President Donald Trump said on Friday that his administration will impose a 10% global tariff for 150 days, replacing the emergency duties the Supreme Court recently invalidated.

According to the president, the tariff order will be issued under Section 122 of the Trade Act of 1974. That statute allows the president to impose duties of up to 15% for a period not exceeding 150 days on "any and all countries" in connection with balance of payments issues. The law, the administration notes, does not require prior investigations or other procedural constraints to implement such duties.

The announcement follows a Supreme Court ruling that found the administration's earlier broad global tariffs, implemented under the International Emergency Economic Powers Act, were unlawful. The court determined that those duties exceeded the authority granted under that particular statute.

Trump said his administration has alternative tools available to protect the country's trading position. He indicated these alternatives could generate additional revenue and bolster the government's negotiating posture, though he did not provide further operational details about timing or specific revenue estimates.

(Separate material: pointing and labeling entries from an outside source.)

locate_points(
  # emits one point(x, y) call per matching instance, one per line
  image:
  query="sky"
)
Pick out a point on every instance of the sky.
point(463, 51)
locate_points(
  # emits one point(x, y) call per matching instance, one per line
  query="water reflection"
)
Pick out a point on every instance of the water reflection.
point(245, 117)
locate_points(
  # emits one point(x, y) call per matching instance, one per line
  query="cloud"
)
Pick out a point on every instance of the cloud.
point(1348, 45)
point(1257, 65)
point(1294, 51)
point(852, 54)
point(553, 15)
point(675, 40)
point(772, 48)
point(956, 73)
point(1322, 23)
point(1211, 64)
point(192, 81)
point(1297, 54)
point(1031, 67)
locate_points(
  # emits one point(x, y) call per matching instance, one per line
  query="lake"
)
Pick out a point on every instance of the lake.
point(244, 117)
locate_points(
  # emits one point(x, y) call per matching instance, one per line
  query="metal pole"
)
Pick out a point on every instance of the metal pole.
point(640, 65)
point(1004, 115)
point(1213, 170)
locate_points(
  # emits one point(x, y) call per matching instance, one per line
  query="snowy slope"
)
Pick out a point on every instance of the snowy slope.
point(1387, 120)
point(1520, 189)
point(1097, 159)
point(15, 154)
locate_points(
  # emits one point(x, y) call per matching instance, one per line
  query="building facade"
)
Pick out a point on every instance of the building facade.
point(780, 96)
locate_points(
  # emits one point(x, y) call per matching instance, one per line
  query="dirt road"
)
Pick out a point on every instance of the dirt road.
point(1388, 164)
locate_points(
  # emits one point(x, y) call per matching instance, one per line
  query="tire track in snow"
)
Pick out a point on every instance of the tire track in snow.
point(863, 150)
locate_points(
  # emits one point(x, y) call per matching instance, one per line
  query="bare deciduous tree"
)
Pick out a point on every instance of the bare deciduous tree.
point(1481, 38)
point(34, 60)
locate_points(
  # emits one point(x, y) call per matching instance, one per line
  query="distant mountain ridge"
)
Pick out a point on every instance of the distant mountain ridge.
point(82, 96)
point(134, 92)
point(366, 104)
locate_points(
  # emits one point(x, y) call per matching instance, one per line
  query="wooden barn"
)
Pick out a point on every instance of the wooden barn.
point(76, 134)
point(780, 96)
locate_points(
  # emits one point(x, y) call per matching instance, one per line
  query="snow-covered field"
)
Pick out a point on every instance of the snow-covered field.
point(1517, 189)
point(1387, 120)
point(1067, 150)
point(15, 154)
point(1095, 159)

In parallel with the Section 122 action, the administration is opening several Section 301 investigations aimed at countering unfair trade practices by other countries and companies, according to the president.

The planned 10% tariff would be applied in addition to tariffs already in place, creating an additive effect on existing duties. The new measure is framed by the administration as a temporary remedy the president can deploy within the limits set by Section 122, including the 150-day maximum duration and the 15% ceiling on duties under that authority.


Context and implications

This move shifts the legal basis for broad, temporary duties from the International Emergency Economic Powers Act to the Trade Act of 1974. The administration has signaled a multi-pronged approach by combining the Section 122 tariff authority with Section 301 investigations as tools to address what it considers unfair trading behavior.

The announcement makes clear the duties would stack on top of current tariffs, and that the administration views the statutory pathway under Section 122 as permitting rapid deployment without the investigatory requirements that apply under other trade laws.

Risks

  • Legal constraint highlighted by the Supreme Court ruling that invalidated previous broad tariffs - this raises uncertainty about the durability and legal vulnerability of tariff actions.
  • The temporary nature of the Section 122 authority - duties are limited to a maximum of 150 days and a statutory ceiling of 15%, which may limit long-term policy options.
  • Stacking the new 10% duty on top of existing tariffs could amplify costs for import-dependent sectors, potentially affecting industries in manufacturing, transportation, and logistics.